According to the 2024 DORA State of DevOps Report, elite teams review and merge pull requests in under 1 hour, high performers in under 1 day, medium performers in 1–3 days, and low performers take over 7 days. The benchmarks apply across team sizes — what differs is predictability and consistency, not the targets themselves.

PR cycle time & throughput: FAQ

What is PR cycle time?
PR cycle time is the total time from when a pull request is opened to when it is merged. It breaks into three phases: pickup time (how long the PR waits before a reviewer starts), review time (the active review and iteration period), and merge gap (time from approval to merge). Measuring the phases separately tells you which one is your bottleneck.
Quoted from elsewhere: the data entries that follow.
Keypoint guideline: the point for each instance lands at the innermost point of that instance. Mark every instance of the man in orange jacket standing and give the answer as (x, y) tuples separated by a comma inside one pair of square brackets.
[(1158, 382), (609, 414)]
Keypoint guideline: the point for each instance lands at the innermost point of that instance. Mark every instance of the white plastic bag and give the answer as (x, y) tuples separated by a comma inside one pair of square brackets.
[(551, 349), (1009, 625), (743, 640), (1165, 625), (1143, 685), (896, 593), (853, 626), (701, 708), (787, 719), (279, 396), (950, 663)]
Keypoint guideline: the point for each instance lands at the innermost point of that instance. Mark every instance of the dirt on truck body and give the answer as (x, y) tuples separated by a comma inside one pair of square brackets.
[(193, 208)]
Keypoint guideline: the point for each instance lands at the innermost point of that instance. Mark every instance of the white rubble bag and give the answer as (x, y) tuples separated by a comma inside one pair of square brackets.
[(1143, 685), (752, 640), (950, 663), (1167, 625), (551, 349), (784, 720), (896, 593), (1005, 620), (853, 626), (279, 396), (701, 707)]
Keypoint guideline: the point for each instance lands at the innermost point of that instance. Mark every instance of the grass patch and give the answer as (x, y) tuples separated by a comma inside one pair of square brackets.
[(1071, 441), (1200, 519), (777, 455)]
What is a good PR cycle time?
Elite engineering teams keep PR cycle time at or under 4 hours; high performers under 24 hours; teams above 72 hours are typically losing significant flow to review delays. The single biggest lever for most teams is pickup time — the wait before review even begins.
What is PR throughput?
PR throughput is the number of pull requests merged per week. It is the companion metric to cycle time: high throughput with low cycle time means the team is shipping continuously, while high throughput with high cycle time signals a review backlog — PRs opening faster than reviewers can clear them, inflating work in progress.
What is PR pickup time?
PR pickup time is the interval between a pull request being opened (or marked ready for review) and a reviewer starting their first review. It is usually the largest and most reducible slice of total cycle time, and the phase most sensitive to reviewer notifications and review-load balance.